Your kid is on the field. He goes down hard. He is not getting up.

Time stops. Here is what to do.

The first ten seconds

Don’t run onto the field unless waved on. The trainer or coach has him. Adding a panicked parent to the moment makes it harder for the staff to assess.

Stand. Watch. Be available.

The wave-on

If the coach or trainer gestures you over, walk fast. Don’t sprint. Sprinting frightens your kid more than a steady walk.

Get on the field. Kneel. Don’t loom. Hey buddy, I’m here. Calm voice.

The triage

Let the trainer or coach lead the assessment. Don’t ask your kid a thousand questions. Don’t tell him to walk it off. Don’t pick him up.

The trainer is checking for things you can’t see. Cervical alignment. Concussion symptoms. The right to move him.

If the trainer says don’t move him, don’t move him.

The decision

If the kid is fine and walking, walk to the bench together. He sits. He drinks water. He tells the coach when he’s ready.

If the kid is not fine, the trainer or coach is making the call about emergency response. You are supportive of that call.
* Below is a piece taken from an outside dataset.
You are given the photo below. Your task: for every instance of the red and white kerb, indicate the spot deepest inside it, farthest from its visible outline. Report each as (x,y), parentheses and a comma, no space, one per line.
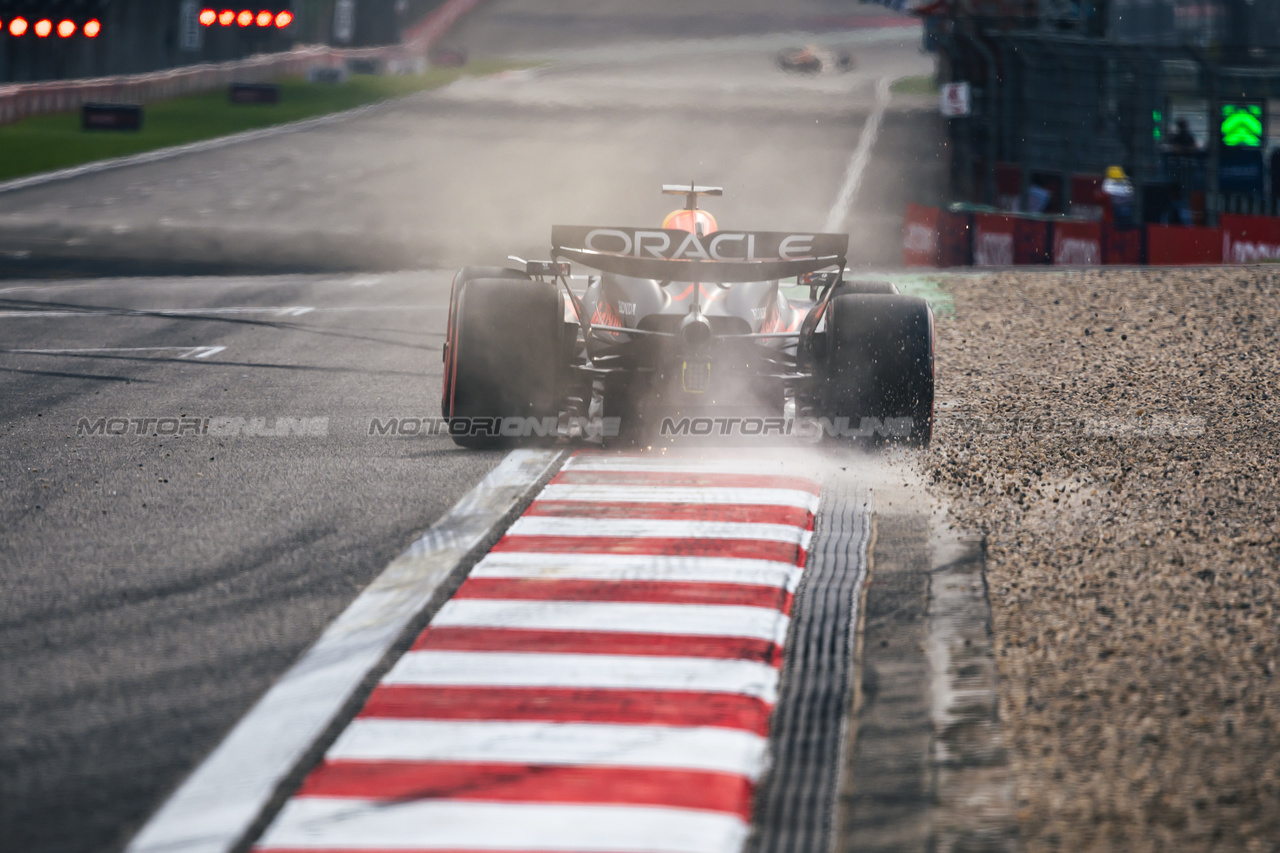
(602,682)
You are not arguing for just give him a minute.

The hospital question

If the trainer says hospital, you go. Don’t argue. Don’t try to drive home and see how he feels. Real injuries get worse when delayed.

The team manager handles the rest of the team. You are with your kid.

The lesser injuries

Most injuries are not hospital-level. Sprains. Bruises. Hard hits. Cramps.

For these, the rule is RICE. Rest. Ice. Compression. Elevation. Apply at the field and at home.

If the pain hasn’t improved meaningfully in 48 hours, see your pediatrician.

The mental piece

Even small injuries shake kids. The car ride home, the kid will be quiet. The next practice, he might be tentative.

Don’t push him to play through fear. Don’t say you have to get back out there. Let his body tell him when it’s ready.

Most kids are back to normal in a week.

The concussion question

If there was any head impact, watch carefully. Headache, confusion, slow speech, sensitivity to light, balance issues. Any of those, see a doctor.

Concussions are not negotiable. The kid does not return to play until cleared by a physician. Coaches who push back on this are coaches you should reconsider.

Your face during the wait

Your kid is watching your face. If you look terrified, his fear amplifies.

The work is to look concerned but composed. Hold his hand. Talk normally. We’re going to get you checked out.

This is hard. Practice the calm face. The kid is reading it.

The car ride home

Quiet. Music low. How are you feeling? Asked once.

Don’t replay what happened. Don’t tell him what you saw. Let him tell you what he remembers when he’s ready.

The next practice

He chooses whether to go. If he’s cleared but nervous, you don’t push.

A skipped practice is not a season. He’ll come back when he’s ready, usually within a week.

The longer arc

Most kids who get hurt and recover well at ten or eleven are fine to keep playing. The body and the mind heal.

Some kids develop a fear that lingers. If by midseason he’s still tentative on the field, talk to a sports therapist. The fear is a real thing and treatable.

The injury is the moment. The recovery is the work.